The output spectrum of a
fluorescent light is limited to the excitation energy of the gas within the tube, and there is no combination of gas that optimizes the output spectrum for the
human eye.
This causes considerable eye strain and reduced
clarity when used to illuminated interior spaces such as office environments.
Additionally, fluorescent lights operate typically at 60
hertz AC power, causing
flicker and increasing the induced eye strain.
Therefore, while both neon and fluorescent lighting enjoy large markets, both technologies suffer from many deficiencies which include, but are not limited to, cost, safety, lifetime, lack of flexibility and alterability, lack of ability to alter color, lack of ability to dim or change intensity, portability, and sub-optimized output spectrums.
This means that at each reflection around 1 to 5% of the power is lost with each reflectance.
If you have a mirror
waveguide that is even 20 meters long, this adds up to a lot of reflections and hence a lot of
power loss.
When using light guides to produce neon-like effects, the prior art is limited to focusing a
light source onto the end of these light guides, and then dispersing or scattering the light out the side of the light guide through special coatings in the cladding or by
cutting or deforming the cladding in some way, or by bending the tubing at angle that exceed the limits of TIR reflectance.
Both glass and plastic light guides suffer significant deficiencies if they are to be used in applications to replace neon technology.
Light guides of this type are expensive and rigid at the diameters required for neon-like effects.
Both glass and
fiber light guides suffer from the high cost of the
light source required to illuminate the light guides.
These light sources are cumbersome to use and have a low efficiency.
In addition, every interface that light must transmit through imposes a reflective or absorptive loss.
Absorptive and reflective losses also occur when light is sent through any color filter.

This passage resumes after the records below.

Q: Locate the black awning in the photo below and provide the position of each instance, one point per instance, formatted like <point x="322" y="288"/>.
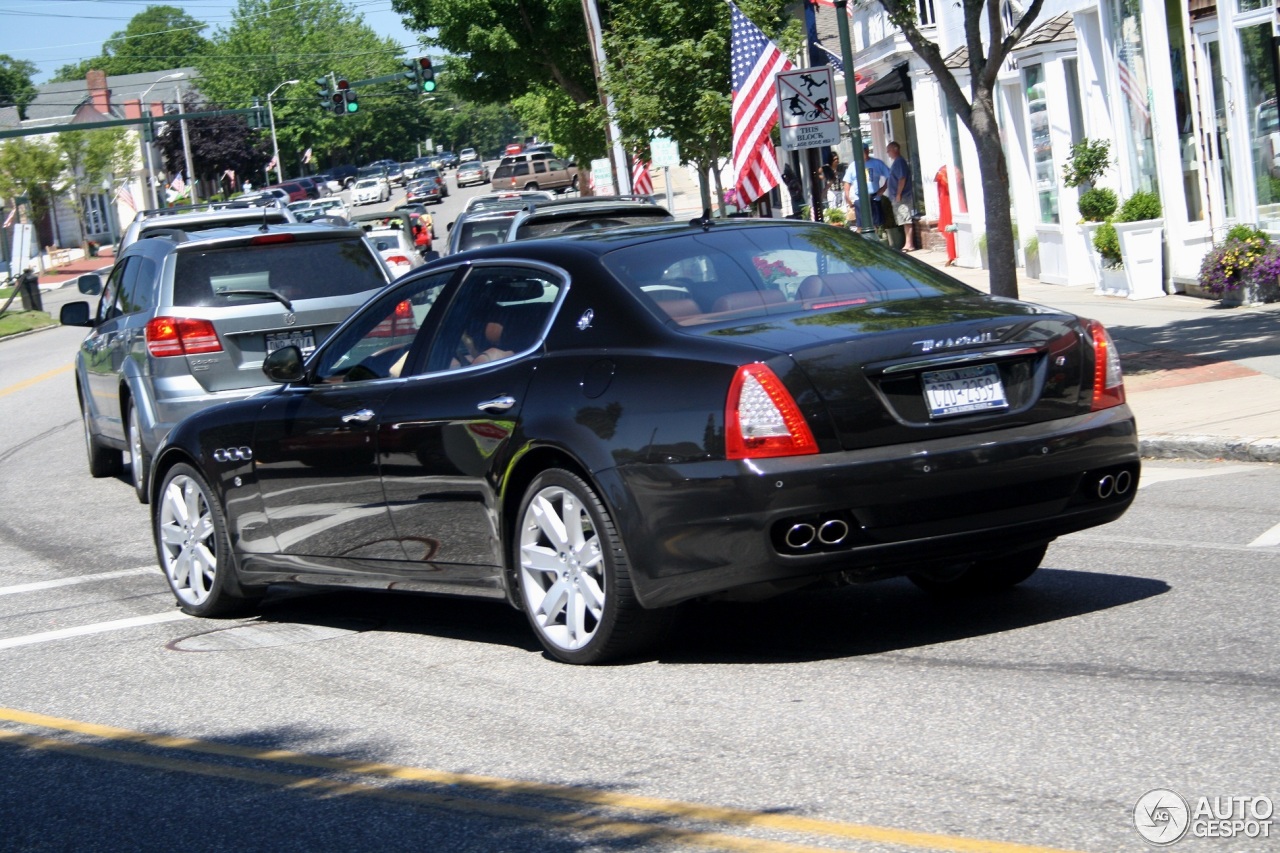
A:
<point x="886" y="94"/>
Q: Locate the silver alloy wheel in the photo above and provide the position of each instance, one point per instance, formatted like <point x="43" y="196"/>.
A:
<point x="562" y="568"/>
<point x="188" y="542"/>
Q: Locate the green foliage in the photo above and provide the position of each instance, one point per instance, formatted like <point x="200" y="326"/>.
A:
<point x="1139" y="206"/>
<point x="156" y="39"/>
<point x="1107" y="242"/>
<point x="1089" y="159"/>
<point x="16" y="86"/>
<point x="1096" y="204"/>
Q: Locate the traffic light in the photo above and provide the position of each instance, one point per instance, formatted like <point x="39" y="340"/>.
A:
<point x="324" y="92"/>
<point x="426" y="73"/>
<point x="344" y="99"/>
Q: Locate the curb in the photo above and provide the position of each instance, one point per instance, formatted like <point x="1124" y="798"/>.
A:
<point x="1211" y="447"/>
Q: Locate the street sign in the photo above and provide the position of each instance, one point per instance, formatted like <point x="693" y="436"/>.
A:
<point x="807" y="108"/>
<point x="663" y="153"/>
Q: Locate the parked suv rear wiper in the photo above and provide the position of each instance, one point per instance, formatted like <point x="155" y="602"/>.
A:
<point x="270" y="295"/>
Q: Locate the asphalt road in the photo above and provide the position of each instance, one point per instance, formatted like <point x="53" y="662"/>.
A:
<point x="1144" y="655"/>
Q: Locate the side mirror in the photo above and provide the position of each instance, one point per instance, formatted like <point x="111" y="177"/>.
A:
<point x="76" y="313"/>
<point x="90" y="283"/>
<point x="284" y="365"/>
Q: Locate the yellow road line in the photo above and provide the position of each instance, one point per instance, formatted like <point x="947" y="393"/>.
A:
<point x="35" y="381"/>
<point x="584" y="796"/>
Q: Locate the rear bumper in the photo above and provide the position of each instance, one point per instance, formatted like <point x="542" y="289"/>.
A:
<point x="695" y="529"/>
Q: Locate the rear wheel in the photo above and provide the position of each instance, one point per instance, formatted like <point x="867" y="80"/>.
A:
<point x="574" y="576"/>
<point x="192" y="544"/>
<point x="103" y="461"/>
<point x="140" y="463"/>
<point x="983" y="575"/>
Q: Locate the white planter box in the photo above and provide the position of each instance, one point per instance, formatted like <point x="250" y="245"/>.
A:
<point x="1142" y="247"/>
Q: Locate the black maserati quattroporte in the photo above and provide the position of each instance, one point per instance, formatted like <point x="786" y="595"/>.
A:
<point x="599" y="427"/>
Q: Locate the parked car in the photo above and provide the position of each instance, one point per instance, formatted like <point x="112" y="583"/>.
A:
<point x="369" y="191"/>
<point x="534" y="172"/>
<point x="184" y="320"/>
<point x="471" y="172"/>
<point x="255" y="209"/>
<point x="659" y="420"/>
<point x="577" y="215"/>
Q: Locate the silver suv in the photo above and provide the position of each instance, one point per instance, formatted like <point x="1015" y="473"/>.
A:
<point x="186" y="319"/>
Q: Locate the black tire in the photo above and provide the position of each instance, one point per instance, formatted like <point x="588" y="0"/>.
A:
<point x="983" y="575"/>
<point x="615" y="625"/>
<point x="140" y="464"/>
<point x="192" y="546"/>
<point x="103" y="461"/>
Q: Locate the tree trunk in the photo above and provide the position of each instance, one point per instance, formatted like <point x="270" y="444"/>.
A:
<point x="997" y="205"/>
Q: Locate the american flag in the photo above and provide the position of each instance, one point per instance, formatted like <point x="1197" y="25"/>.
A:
<point x="755" y="62"/>
<point x="641" y="183"/>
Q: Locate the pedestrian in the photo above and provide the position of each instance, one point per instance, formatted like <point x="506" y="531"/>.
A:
<point x="28" y="286"/>
<point x="877" y="182"/>
<point x="900" y="192"/>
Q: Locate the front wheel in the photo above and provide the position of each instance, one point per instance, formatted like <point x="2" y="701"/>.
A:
<point x="192" y="544"/>
<point x="575" y="583"/>
<point x="140" y="463"/>
<point x="983" y="575"/>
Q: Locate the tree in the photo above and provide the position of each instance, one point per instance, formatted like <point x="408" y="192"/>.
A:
<point x="16" y="86"/>
<point x="92" y="158"/>
<point x="156" y="39"/>
<point x="216" y="145"/>
<point x="978" y="113"/>
<point x="670" y="73"/>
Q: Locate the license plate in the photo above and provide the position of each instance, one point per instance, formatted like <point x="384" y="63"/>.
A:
<point x="304" y="340"/>
<point x="964" y="389"/>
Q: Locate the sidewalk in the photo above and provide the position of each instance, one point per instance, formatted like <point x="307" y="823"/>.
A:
<point x="1202" y="381"/>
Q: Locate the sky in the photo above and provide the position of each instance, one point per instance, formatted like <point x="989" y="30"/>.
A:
<point x="53" y="33"/>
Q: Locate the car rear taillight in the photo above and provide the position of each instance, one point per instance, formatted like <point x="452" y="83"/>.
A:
<point x="172" y="336"/>
<point x="762" y="419"/>
<point x="1107" y="377"/>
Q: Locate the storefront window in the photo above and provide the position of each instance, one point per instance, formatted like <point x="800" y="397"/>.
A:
<point x="1041" y="147"/>
<point x="1134" y="94"/>
<point x="1264" y="119"/>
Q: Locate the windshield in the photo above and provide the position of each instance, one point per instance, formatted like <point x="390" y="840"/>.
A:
<point x="709" y="277"/>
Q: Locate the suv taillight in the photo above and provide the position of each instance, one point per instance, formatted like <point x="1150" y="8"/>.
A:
<point x="1107" y="377"/>
<point x="762" y="419"/>
<point x="173" y="336"/>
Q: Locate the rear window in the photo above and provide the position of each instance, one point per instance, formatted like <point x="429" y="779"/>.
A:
<point x="696" y="279"/>
<point x="301" y="270"/>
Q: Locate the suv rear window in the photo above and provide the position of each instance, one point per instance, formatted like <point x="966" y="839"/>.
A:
<point x="301" y="270"/>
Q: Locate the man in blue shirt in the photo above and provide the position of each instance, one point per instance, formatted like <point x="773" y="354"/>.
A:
<point x="900" y="192"/>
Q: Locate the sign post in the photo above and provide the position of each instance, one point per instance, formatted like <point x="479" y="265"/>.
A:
<point x="807" y="108"/>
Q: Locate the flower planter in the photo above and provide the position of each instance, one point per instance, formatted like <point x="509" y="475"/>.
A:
<point x="1142" y="249"/>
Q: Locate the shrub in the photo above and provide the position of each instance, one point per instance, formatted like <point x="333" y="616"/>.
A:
<point x="1097" y="204"/>
<point x="1088" y="160"/>
<point x="1139" y="206"/>
<point x="1107" y="243"/>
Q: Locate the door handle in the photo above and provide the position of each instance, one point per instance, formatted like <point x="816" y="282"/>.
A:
<point x="499" y="404"/>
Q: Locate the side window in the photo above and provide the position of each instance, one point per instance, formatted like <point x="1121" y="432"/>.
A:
<point x="378" y="346"/>
<point x="106" y="308"/>
<point x="498" y="313"/>
<point x="138" y="287"/>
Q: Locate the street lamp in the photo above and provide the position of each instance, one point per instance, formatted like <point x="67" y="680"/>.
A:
<point x="270" y="114"/>
<point x="151" y="168"/>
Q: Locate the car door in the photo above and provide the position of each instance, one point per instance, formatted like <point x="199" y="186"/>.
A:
<point x="446" y="434"/>
<point x="315" y="445"/>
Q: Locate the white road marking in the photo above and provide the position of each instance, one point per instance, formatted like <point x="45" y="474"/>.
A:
<point x="1170" y="474"/>
<point x="80" y="579"/>
<point x="97" y="628"/>
<point x="1267" y="539"/>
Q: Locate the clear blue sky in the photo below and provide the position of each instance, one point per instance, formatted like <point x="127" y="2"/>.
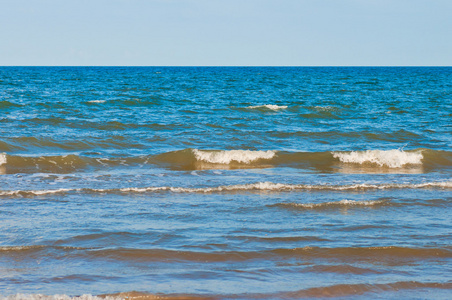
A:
<point x="226" y="32"/>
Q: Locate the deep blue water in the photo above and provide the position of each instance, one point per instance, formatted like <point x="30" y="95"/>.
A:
<point x="226" y="182"/>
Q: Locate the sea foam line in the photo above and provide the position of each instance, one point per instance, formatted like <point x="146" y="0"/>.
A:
<point x="2" y="158"/>
<point x="226" y="157"/>
<point x="388" y="158"/>
<point x="269" y="106"/>
<point x="258" y="186"/>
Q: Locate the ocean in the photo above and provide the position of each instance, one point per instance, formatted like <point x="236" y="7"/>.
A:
<point x="225" y="182"/>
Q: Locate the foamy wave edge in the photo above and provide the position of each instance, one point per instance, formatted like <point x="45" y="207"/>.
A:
<point x="342" y="203"/>
<point x="384" y="158"/>
<point x="57" y="297"/>
<point x="229" y="156"/>
<point x="269" y="106"/>
<point x="259" y="186"/>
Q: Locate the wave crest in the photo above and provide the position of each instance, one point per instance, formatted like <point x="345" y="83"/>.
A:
<point x="383" y="158"/>
<point x="268" y="106"/>
<point x="226" y="157"/>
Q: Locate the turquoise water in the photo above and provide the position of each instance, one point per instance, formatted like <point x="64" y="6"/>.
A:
<point x="226" y="182"/>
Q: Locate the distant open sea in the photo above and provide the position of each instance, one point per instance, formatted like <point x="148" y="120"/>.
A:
<point x="225" y="182"/>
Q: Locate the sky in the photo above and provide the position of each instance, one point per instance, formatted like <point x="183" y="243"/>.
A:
<point x="225" y="32"/>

In addition, for light guides that are composed of multiple
fiber optic fibers in a bundle, light is lost at the interstices between these fibers when light impinges on the cladding instead of the core.
All of these losses not only reduce the amount of
transmitted light but result in a buildup of heat within the light
source system, and at the front end of the light guide, which must be eliminated from the
system for safety reasons or to reduce degradation of the light guide materials.
One of the remaining challenges for this type of lighting is to create light sources that can be embedded within the core fluid to provide enough
optical power to meet neon-like and other lighting applications.
However, these high-power LEDs generally have a wide dispersion angle (Lambertian dispersion), which makes them very inefficient to couple to most light guides using TIR, where the TIR effect requires some collimation of the light source.
In addition, these high-power LEDs produce a significant amount of
waste heat.
Unless this
waste heat is removed from the device, the temperature at the LED junction will quickly raise to the point where production of light is very inefficient or the LED device fails.